Since 2022, the Fed has been allowing a set amount of bonds it owns to mature and not be replaced as it seeks to remove from the financial system the ocean of cash it added to markets to stabilize trading and stimulate the economy during the COVID-19 pandemic and its aftermath. Fed holdings more than doubled to a peak of $9 trillion and have since ebbed to $6.7 trillion.
Thus far, the contraction of liquidity has primarily taken out cash that markets did not need. From a peak of $2.6 trillion at the end of 2022, the Fed’s overnight reverse repo facility has in recent weeks shrunk to negligible levels. As QT moves forward it will now start to remove what have been steady levels of reserves, which increases the chance of unexpected pressure in the market.
With the QT process now eating into underlying levels of liquidity, markets are speculating about how much further the process can continue.

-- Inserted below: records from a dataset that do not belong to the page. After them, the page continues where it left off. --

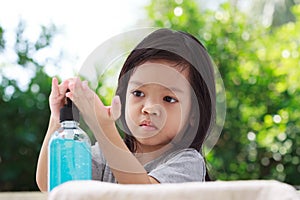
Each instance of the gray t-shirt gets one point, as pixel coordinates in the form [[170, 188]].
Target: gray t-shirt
[[185, 165]]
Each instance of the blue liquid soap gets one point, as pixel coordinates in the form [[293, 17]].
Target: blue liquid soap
[[69, 153]]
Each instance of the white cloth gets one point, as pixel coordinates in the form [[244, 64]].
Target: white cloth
[[218, 190]]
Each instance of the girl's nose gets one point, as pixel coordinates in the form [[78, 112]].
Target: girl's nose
[[151, 109]]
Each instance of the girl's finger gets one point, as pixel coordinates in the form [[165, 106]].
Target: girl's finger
[[63, 87], [54, 87], [116, 108]]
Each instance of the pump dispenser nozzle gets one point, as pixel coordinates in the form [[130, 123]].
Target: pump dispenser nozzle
[[69, 112]]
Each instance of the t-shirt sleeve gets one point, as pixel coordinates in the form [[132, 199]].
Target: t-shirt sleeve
[[98, 162], [185, 166]]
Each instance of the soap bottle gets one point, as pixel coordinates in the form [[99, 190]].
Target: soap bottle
[[69, 150]]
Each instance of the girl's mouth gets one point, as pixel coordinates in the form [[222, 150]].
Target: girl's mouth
[[148, 126]]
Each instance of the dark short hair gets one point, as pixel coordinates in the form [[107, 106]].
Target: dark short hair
[[184, 50]]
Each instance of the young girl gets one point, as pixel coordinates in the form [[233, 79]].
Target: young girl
[[165, 105]]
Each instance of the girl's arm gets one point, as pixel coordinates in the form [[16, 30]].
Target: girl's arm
[[101, 120], [56, 101]]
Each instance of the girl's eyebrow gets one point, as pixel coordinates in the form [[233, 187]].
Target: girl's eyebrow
[[173, 89]]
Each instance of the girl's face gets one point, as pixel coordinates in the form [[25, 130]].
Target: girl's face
[[158, 103]]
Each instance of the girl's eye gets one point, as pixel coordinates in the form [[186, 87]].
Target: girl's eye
[[138, 93], [170, 99]]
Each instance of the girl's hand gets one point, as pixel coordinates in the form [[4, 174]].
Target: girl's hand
[[90, 105], [57, 98]]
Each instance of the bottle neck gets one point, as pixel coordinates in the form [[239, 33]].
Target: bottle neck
[[69, 124]]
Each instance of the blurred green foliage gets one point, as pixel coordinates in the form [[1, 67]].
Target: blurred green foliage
[[260, 69], [24, 110]]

They are also expecting Fed liquidity facilities to get big action on Tuesday. Wrightson ICAP has penciled in as much as $300 billion in reverse repo inflows as market participants look for a short-term parking place for cash.
SRF ARRIVES
What will be more notable is what happens with the Standing Repo Facility, or SRF. Created in 2021 to provide cash loans in exchange for bonds, this Fed tool is designed to be a short-term shock absorber for liquidity shortfalls, allowing the Fed to watch longer-term trends when pressing forward with QT. The SRF also allows the Fed to shy away from interventions in markets to manage liquidity.